Difesa d’ufficio dell’italiano

Periodicamente, a cadenza grossomodo quinquennale, i media in lingua italiana ripropongono all’opinione pubblica la problematica delle lingue minoritarie e specialmente dell’italiano. Così è stato attorno del 2000-2001 quando i primi dati provvisori del censimento davano l’italiano in forte calo rispetto al decennio precedente. Nel 2005-2006 l’occasione fu offerta dalla soppressione della cattedra d’italiano all’università di Neuchâtel. A cavallo tra il 2010 e il 2011 ad attivare i media è stata la prevista abolizione dell’italiano come materia specifica nei licei del Cantone di San Gallo.
Tra le prese di posizione degli anni passati e quelle attuali non ci sono grandi differenze. Tutte in generale invocano la pace linguistica, il rispetto delle minoranze linguistiche, la coesione nazionale, il plurilinguismo e persino «il principio fondamentale del federalismo». Si è trattato e si tratta per lo più di difese d’ufficio, spesso molto generiche e ideologiche, che in genere non producono alcun effetto pratico. Tanto è vero che al di fuori del Ticino e dei Grigioni l’italiano come lingua principale e come lingua parlata prosegue la caduta iniziata negli anni Settanta del secolo scorso. Nel frattempo si sono spesi fior di milioni per studiare il malato, a beneficio quasi esclusivo degli studiosi, ma non del malato stesso, che sta sempre peggio ad eccezione, forse, dell’amministrazione federale, dove la Confederazione cerca di imporre faticosamente e apparentemente senza risultati vistosi, il plurilinguismo.
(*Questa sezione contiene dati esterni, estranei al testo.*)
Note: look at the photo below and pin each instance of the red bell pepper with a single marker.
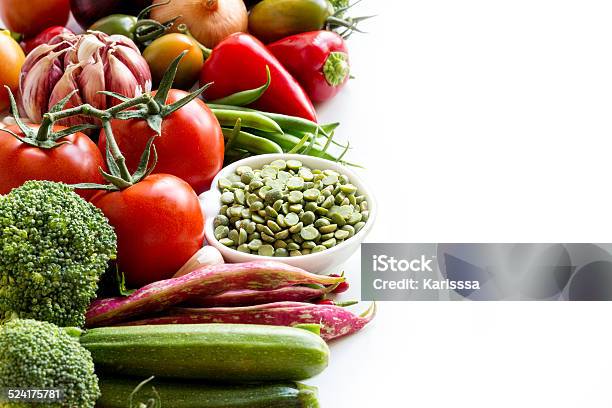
(317, 59)
(44, 37)
(239, 62)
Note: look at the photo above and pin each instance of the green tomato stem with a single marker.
(116, 154)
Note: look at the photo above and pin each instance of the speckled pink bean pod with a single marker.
(335, 321)
(258, 297)
(206, 281)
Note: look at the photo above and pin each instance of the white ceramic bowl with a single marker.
(319, 262)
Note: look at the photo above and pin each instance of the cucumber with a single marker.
(189, 394)
(223, 352)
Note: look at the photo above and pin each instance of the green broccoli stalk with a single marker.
(54, 246)
(39, 355)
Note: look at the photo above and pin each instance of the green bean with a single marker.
(245, 97)
(286, 122)
(253, 120)
(253, 143)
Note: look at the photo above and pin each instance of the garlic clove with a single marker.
(137, 66)
(88, 46)
(63, 87)
(91, 81)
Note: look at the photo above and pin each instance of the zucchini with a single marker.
(116, 393)
(224, 352)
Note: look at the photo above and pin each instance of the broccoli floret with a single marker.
(54, 246)
(38, 355)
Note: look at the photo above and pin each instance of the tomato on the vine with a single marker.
(191, 145)
(159, 225)
(30, 17)
(162, 51)
(77, 161)
(12, 58)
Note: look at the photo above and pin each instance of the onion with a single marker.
(209, 21)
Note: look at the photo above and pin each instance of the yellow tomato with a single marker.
(12, 58)
(161, 52)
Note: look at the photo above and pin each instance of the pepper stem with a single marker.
(336, 68)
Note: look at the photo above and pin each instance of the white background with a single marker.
(480, 121)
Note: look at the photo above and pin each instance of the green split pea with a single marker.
(287, 209)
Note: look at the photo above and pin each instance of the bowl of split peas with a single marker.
(305, 211)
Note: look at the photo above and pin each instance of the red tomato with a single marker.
(30, 17)
(159, 225)
(191, 145)
(75, 162)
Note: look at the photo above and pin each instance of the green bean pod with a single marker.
(243, 98)
(285, 122)
(254, 120)
(252, 143)
(287, 142)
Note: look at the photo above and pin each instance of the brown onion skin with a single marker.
(87, 12)
(209, 21)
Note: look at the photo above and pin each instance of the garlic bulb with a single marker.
(88, 63)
Cause della diminuzione di italofoni
Tra le cause della diminuzione di italofoni vengono ricordate specialmente il venir meno del flusso migratorio dall’Italia e la progressiva integrazione delle seconde generazioni. Per completezza del quadro andrebbe forse ricordato anche che dalla seconda metà degli anni Settanta le autorità svizzere hanno imposto la chiusura progressiva di quasi tutte le scuole italiane nate a decine negli anni precedenti e che ai figli dei lavoratori italiani è stata praticamente imposta l’integrazione forzata nella scuola svizzera.
Non si è potuto negare loro l’apprendimento dell’italiano e di un’infarinatura di cultura italiana, ma da farsi per lo più al di fuori dell’orario scolastico quando i coetanei svizzeri potevano godersi il tempo libero o praticare ginnastica e sport. E’ mancata per almeno due decenni una strategia d’integrazione capace di valorizzare la lingua e la cultura italiane come valori fondanti della Svizzera moderna plurilingue e multiculturale. Il risultato è che già nel 2000 oltre il 64 per cento degli italiani dai 7 ai 24 anni non aveva più l’italiano come lingua principale. La situazione è sicuramente peggiorata nell’ultimo decennio, nel senso che oltre alla diminuzione degli italofoni è diminuita anche la qualità della lingua parlata.
Un altro elemento di cui in queste settimane si parla poco è che la difesa dell’italiano fuori del Ticino è stata lasciata praticamente alla sola Italia, come se l’italiano riguardasse solo i cittadini italiani destinati, come si riteneva fino agli anni Ottanta, ad un rientro in patria al termine dell’età lavorativa. L’Italia ha fatto sicuramente molto finché ha potuto e voluto, ma da alcuni anni sembra aver tirato i remi in barca soprattutto per ragioni finanziarie (e mancanza di visioni). La collaborazione Italia-Svizzera in questo campo non ha funzionato o ha funzionato molto poco e in maniera sporadica.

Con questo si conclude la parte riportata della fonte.